A Real-time Transport Protocol (RTP) Header Extension for Client-to-Mixer Audio Level Indication
RFC 6464
Yes
No Objection
Note: This ballot was opened for revision 06 and is now closed.
(Gonzalo Camarillo; former steering group member) Yes
(Adrian Farrel; former steering group member) No Objection
I think Stewart's security point is valid, although I am not quite sure how this differs from simply raising your voice.
(Dan Romascanu; former steering group member) No Objection
(Jari Arkko; former steering group member) No Objection
(Pete Resnick; former steering group member) No Objection
(Peter Saint-Andre; former steering group member) No Objection
(Ralph Droms; former steering group member) No Objection
(Robert Sparks; former steering group member) (was Discuss) No Objection
The Security Considerations section sketches a scenario where an attacker sends high level indications, but encoded audio that is actually silent to suppress other participant's audio. A more likely attack is one that sends high level indications just to seize any speaker-selection algorithm used by a conference system.
(Ron Bonica; former steering group member) No Objection
(Russ Housley; former steering group member) No Objection
(Sean Turner; former steering group member) No Objection
I noted the same things Stephen did.
(Stephen Farrell; former steering group member) No Objection
(1) If vad can expose encrypted vbr, then why don't the security considerations here say "if encrypting vbr and doing vad then you MUST use apply commensurate protection to both"? I don't get the logic in the current section 6 where it says "if encrypting vbr and doing vad then you SHOULD use some additional mechanism" - what's the exceptional case that justifies the SHOULD there and why would you ever do something appreciably weaker or stronger? (2) Is the alternative to srtp-encrypted-header-ext to use IPsec or TLS or what? It'd be better to reference those since if you don't then I don't get how srtp-encrypted-header-ext isn't a normative reference? I'd suggest adding a reference to either TLS or IPsec, whichever is more likely to be used.
(Stewart Bryant; former steering group member) No Objection
"A malicious endpoint could choose to set the values in this header
extension falsely, so as to falsely claim that audio or voice is or
is not present.

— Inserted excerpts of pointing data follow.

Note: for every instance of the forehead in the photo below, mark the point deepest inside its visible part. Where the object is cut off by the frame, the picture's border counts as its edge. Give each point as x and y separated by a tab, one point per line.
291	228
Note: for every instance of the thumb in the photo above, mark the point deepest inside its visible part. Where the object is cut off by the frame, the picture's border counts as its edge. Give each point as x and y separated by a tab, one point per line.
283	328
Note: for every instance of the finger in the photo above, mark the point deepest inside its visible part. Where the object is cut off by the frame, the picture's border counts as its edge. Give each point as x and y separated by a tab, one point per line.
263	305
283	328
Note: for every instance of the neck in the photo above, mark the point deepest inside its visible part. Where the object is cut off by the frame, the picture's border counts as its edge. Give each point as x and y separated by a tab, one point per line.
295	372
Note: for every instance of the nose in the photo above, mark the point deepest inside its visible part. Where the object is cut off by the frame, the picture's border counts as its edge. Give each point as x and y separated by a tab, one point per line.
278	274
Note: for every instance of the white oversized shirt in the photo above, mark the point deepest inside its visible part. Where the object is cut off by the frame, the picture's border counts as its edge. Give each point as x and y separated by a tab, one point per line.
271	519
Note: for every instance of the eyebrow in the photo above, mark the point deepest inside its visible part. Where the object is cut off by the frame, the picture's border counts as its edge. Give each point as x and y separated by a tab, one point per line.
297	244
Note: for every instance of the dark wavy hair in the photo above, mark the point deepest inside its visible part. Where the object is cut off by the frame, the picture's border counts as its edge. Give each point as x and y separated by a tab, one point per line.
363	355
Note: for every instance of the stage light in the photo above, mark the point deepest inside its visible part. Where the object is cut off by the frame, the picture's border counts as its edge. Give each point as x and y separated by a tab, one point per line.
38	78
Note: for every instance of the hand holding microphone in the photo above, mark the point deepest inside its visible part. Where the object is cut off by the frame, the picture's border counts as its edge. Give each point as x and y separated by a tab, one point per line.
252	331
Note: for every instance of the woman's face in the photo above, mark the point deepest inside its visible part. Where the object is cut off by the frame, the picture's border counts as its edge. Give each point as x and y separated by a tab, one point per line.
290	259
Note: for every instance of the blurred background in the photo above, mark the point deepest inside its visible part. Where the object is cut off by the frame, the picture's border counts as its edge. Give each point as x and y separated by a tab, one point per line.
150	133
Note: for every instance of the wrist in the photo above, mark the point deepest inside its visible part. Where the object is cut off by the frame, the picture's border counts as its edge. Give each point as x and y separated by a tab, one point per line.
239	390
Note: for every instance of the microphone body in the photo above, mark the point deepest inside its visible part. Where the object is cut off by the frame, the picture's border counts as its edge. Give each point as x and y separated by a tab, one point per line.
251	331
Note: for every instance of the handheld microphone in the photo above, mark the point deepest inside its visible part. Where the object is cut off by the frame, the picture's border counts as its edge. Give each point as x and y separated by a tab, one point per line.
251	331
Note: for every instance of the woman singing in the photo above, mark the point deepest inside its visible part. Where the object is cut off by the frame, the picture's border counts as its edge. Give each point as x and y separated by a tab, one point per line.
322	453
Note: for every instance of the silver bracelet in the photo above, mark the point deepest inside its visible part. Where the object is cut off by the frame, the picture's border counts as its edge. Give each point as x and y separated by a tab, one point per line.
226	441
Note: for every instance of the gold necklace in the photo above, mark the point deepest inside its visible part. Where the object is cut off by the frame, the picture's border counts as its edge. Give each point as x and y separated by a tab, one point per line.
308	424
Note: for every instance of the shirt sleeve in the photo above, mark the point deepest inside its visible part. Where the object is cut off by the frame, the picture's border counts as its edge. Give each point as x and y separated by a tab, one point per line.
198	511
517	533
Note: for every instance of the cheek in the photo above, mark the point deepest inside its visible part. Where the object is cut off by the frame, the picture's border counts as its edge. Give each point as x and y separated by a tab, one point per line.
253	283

It is not clear what could be gained by falsely
claiming that audio is not present, but an endpoint falsely claiming
that audio is present could perform a denial-of-service attack on an
audio conference, so as to send silence to suppress other conference
members' audio. "
... you could also dominate the conversation by always claiming that you have strong audio present.
=======
This security consideration from the mixer to client looks like it might be applicable
2. Furthermore, the fact that audio level values would not be
protected even in an SRTP session might be of concern in some
cases where the activity of a particular participant in a
conference is confidential. Also, as discussed in
[I-D.perkins-avt-srtp-vbr-audio], an attacker might be able to
infer information about the conversation, possibly with phoneme-
level resolution.
(Wesley Eddy; former steering group member) No Objection